Liver cancer symptoms
Many patients with liver cancer do not have any symptoms in the early period. Therefore, follow-up is very important for early diagnosis, especially in high-risk patients such as cirrhosis, even if there is no complaint. Liver cancers are usually abdominal bloating, yellowing of the skin, itching, pain starting from the upper right part of the abdomen and hitting the back, sudden weight loss, loss of appetite for weeks, feeling of fullness and bloating after eating despite eating very little food, fever, sweating at night, sudden worsening in general health, urine. It manifests itself with signs of jaundice such as darkening in color and pale colored stools. Although most of these symptoms are severe symptoms, they are not the differential symptoms for liver cancer because all of them can be caused by another condition, such as an infection.
Liver cancer causes and risk factors
Although the cause of liver cancer is not known precisely, there are some diseases or substances that are thought to be responsible for the disease and increase the risk significantly.
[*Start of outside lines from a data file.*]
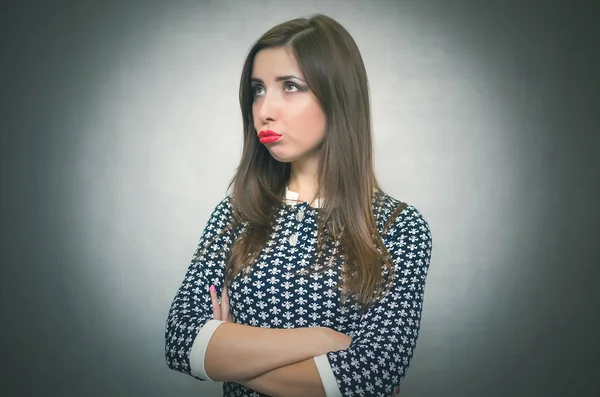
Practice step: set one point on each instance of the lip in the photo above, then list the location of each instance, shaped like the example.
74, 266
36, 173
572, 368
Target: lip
268, 136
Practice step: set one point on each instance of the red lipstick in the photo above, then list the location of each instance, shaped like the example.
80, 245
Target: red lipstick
268, 136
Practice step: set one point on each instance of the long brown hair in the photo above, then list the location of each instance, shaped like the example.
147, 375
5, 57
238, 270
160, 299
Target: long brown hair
334, 70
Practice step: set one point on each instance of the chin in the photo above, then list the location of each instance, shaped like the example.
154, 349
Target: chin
282, 157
Hepatitis B and hepatitis C virus and being a virus carrier are the most important underlying causes. Liver cancer can occur years after such viral infections have been seen. You can pass the disease without complaints of hepatitis viruses, and only with blood tests it can be understood that you have had the disease. Wound caused by liver cirrhosis (5% of cirrhosis patients have liver cancer risk), liver adenoma, some carcinogenic substances in food, some drugs and metabolic diseases such as hemacromatosis, intake of anabolic steroids, fatty liver, family history of liver cancer, cereals poisons called aflatoxin produced by living mushrooms called Aspergillus, smoking, arsenic, which is a poison in drinking water, diabetes, being overweight, having a weak immunity and using some types of birth control pills, alcohol (1 in 3 cases of liver cancer) i occurs due to alcohol) is among the causes of liver cancer.
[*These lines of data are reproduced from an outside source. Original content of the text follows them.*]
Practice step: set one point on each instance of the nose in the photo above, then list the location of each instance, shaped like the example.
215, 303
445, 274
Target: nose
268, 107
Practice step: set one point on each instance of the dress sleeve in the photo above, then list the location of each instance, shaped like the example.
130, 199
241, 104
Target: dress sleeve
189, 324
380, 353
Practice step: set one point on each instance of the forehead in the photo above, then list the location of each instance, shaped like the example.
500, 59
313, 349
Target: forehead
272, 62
How is liver cancer detected?
Although the chance of early diagnosis in liver cancer is very low, it is possible to catch the disease before it progresses to advanced stages with regular controls, especially in high-risk patients. The diagnosis of the disease can be made by ultrasonography, computed tomography and magnetic resonance. In addition, an alphafeutoprotein test is also performed.
Liver cancer treatment
Hepatocellular carcinoma (HCC) is the most common liver cancer and different treatment options are available. Surgical treatment is the most beneficial treatment method for patients. Removal of part of the liver to include tumors or liver transplantation are treatment options. What is important in the surgery is that the liver that will be left behind is of sufficient quality and size for the patient. Chemotherapy, radiotherapy, methods in which the tumor is burned (ablation therapy) or nuclear medicine treatments with microspheres can be applied in tumors where surgery is not suitable or in patients who are thought to be unable to handle these major surgeries.